Basic question about speed/coding style/memory

Thomas 'PointedEars' Lahn PointedEars at web.de
Sat Jul 21 15:19:42 EDT 2012


Jan Riechers wrote:

> I have one very basic question about speed,memory friendly coding, and
> coding style of the following easy "if"-statement in Python 2.7, but Im
> sure its also the same in Python 3.x
> 
> Block
> #----------------------------------
> if statemente_true:
> doSomething()
> else:
> doSomethingElseInstead()
> 
> #----------------------------------
> 
> versus this block:
> #----------------------------------
> if statement_true:
> doSomething()
> return
> 
> doSomethingElseInstead()
> 
> #----------------------------------
> 
> 
> I understand the first pattern that I tell the interpreter to do:

A common misconception.  As a writer of Python source code, (usually) you 
never tell the (CPython) interpreter anything (but to start working on the 
source code).  Python source code is automatically *compiled* into bytecode 
by the (CPython) interpreter, and that bytecode is executed by a virtual 
machine.¹  So at most, you are telling that virtual machine to do something, 
through the bytecode created from your source code.

> Check if the conditional is true, run "doSomething()" else go inside the
> else block and "doSomethingElseInstead()".
> 
> while the 2nd does only checks:
> doSomething() if statement_true, if not, just go directly to
> "doSomethingElseInstead()
> 
> 
> Now, very briefly, what is the better way to proceed in terms of
> execution speed, readability, coding style?

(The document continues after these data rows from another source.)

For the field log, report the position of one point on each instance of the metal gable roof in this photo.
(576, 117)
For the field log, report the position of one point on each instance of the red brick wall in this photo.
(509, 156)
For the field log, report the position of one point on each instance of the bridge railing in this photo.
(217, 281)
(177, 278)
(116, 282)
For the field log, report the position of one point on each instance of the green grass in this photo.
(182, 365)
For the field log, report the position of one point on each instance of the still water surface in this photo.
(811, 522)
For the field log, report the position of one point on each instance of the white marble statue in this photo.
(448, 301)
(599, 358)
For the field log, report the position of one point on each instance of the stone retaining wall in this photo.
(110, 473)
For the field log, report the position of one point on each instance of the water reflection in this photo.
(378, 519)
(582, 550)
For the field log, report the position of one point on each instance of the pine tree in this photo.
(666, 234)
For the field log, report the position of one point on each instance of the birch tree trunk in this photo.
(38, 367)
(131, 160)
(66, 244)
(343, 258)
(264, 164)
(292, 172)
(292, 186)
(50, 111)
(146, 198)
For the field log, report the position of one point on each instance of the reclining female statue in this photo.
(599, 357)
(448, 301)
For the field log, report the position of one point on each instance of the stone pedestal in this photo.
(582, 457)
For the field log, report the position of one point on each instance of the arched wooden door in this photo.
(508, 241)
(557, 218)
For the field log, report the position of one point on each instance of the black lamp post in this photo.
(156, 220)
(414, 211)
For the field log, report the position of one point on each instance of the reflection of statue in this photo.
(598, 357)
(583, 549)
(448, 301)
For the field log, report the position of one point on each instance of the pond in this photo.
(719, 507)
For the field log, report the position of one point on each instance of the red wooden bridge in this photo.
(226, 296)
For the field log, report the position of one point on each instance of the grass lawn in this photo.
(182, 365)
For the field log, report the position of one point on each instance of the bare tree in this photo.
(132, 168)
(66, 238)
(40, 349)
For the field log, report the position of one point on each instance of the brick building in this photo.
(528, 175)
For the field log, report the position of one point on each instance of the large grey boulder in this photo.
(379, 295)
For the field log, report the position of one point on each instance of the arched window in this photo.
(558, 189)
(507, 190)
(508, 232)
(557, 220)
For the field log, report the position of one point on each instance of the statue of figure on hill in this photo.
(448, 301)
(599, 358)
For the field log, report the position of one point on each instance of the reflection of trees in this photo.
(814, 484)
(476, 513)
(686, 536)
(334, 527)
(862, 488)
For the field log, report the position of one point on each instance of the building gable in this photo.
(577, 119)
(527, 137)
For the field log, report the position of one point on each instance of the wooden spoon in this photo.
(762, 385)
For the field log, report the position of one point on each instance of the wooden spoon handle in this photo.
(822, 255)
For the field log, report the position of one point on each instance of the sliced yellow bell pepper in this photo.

Since this is comp.lang.python, you just need to check against the Zen of 
Python to know what you should do ;-)

<http://www.python.org/dev/peps/pep-0020/>

For me, this boils down in this case to the common recommendation "return 
early, return often" as "explicit is better than implicit" and "readability 
counts".  If there is nothing else than the `else' block in the function, 
there is no use for you to continue in the function, so you should return 
explicitly at this point.

On the other hand, if you can *avoid repeating code* in each branch by _not_ 
returning in the first branch, you should do that instead ("practicality 
beats purity").

HTH

_____
¹  This is not unlike in other so-called "scripting languages"; although for
   reasons that escape me, the software that compiles the source code – the
   compiler – is called the (C)Python *interpreter*, even in
   <http://docs.python.org/faq/general.html>.
-- 
PointedEars

Please do not Cc: me. / Bitte keine Kopien per E-Mail.